What is the presentation layer in the OSI model?

The presentation layer is the sixth layer in the OSI model and is responsible for converting different file formats. This allows two systems to communicate. Other tasks carried out by the sixth layer include data compression and encryption.

What is the presentation layer?

The presentation layer is the sixth layer of the OSI model. It is primarily used to convert different file formats between the sender and the receiver. The OSI model is a reference model that is used to define communication standards between two devices within a network. The development of this standard began in the 1970s and it was first published at the beginning of the following decade. This standard enables seamless interaction between different technical systems.

The model is made up of a total of seven different layers, all having their own clearly defined tasks. While there are clear boundaries between the layers, the layers interact with each other, with each layer building off the one below it. The different layers are as follows:

  1. Physical layer
  2. Data link layer
  3. Network layer
  4. Transport layer
  5. Session layer
  6. Presentation layer
  7. Application layer

What does the presentation layer do?

The presentation layer interacts closely with the application layer, which is located directly above it. The presentation layer’s main task is to present data in such a way that it can be understood and interpreted from both the system sending the data and the system receiving it. After this has been accomplished, the application layer then determines how the data should be structured and what sort of data and values are permissible.

Using these entries, a command set, or an abstract transfer syntax, is then automatically created. The presentation layer now has the task of transferring the data in such a way that it is readable without changing the information contained within it.

The presentation layer is often also responsible for the encryption and decryption of data. The information is first encrypted on the sender’s side and then sent to the receiver in an encrypted state. Keys and encryption methods are then exchanged in the presentation layer. The recipient is then able to decrypt the unreadable data and convert it into a format that can be understood and interpreted.

Which format does the presentation layer use?

If data is shown during a transfer, we often use the term transfer syntax. These are separated into the abstract transfer syntax, in which the transferred values are written, and the concrete syntax, which contains a definition of the value coding.

The receiver can only process and understand the data they receive if they receive all of the information from the presentation layer. The most common definition language is Abstract Syntax Notation One (ASN.1), which is also recommended by the ISO. The ISO is an organization that is responsible for developing international standards in technology, management and manufacturing.

The presentation layer has many different formats. The most common text formats are the ASCII (American Standard Code for Information Interchange) and EBCDIC (Extended Binary-Coded Decimal Interchange Code). The most common image formats are GIF, JPEG and TIFF. Widely used video formats include MIDI, MPEG and QuickTime.

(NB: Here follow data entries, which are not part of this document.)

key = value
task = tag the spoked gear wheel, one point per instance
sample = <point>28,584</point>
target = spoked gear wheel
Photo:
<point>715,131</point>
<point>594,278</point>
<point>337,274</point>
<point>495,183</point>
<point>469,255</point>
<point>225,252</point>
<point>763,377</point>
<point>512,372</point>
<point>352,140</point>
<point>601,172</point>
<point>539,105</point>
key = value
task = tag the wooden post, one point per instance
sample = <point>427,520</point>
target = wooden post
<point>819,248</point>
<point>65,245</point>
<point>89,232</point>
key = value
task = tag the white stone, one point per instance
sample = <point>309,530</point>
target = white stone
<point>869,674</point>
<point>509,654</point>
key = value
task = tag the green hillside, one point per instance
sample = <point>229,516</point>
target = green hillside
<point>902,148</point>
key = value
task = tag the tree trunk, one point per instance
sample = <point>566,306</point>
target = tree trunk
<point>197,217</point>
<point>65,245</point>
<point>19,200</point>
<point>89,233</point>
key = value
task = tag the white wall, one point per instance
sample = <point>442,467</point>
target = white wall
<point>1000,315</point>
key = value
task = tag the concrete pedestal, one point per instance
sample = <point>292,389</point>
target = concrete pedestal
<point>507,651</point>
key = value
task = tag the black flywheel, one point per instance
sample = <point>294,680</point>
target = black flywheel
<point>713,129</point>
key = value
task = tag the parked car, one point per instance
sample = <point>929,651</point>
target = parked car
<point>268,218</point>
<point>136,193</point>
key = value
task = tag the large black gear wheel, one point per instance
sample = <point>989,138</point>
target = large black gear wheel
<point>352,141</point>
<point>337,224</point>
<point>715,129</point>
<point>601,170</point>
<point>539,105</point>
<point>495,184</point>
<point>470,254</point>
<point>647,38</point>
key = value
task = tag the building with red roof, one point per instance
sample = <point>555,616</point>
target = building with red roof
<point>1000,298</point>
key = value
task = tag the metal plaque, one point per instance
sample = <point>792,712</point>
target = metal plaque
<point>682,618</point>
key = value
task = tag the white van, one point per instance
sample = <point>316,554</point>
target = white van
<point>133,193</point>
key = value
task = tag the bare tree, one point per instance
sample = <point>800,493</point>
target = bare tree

Presentation layer protocols

There are many different presentation layer protocols as well as transfer and encryption technologies in the presentation layer. These include:

  • Telnet
  • FTP
  • HTTP
  • SMTP
  • NNTP
  • NetBIOS

Skipping the presentation layer

The tasks which are carried out by the presentation layer are not always necessary for communication between two systems. In instances where both systems use the same formats, data conversion is not necessary. Additionally, encryption and compression are not required for every interaction and can also be carried out in another layer of the OSI model. If this is the case, the presentation layer can be skipped and the application layer (7) can communicate directly with the session layer (5) instead.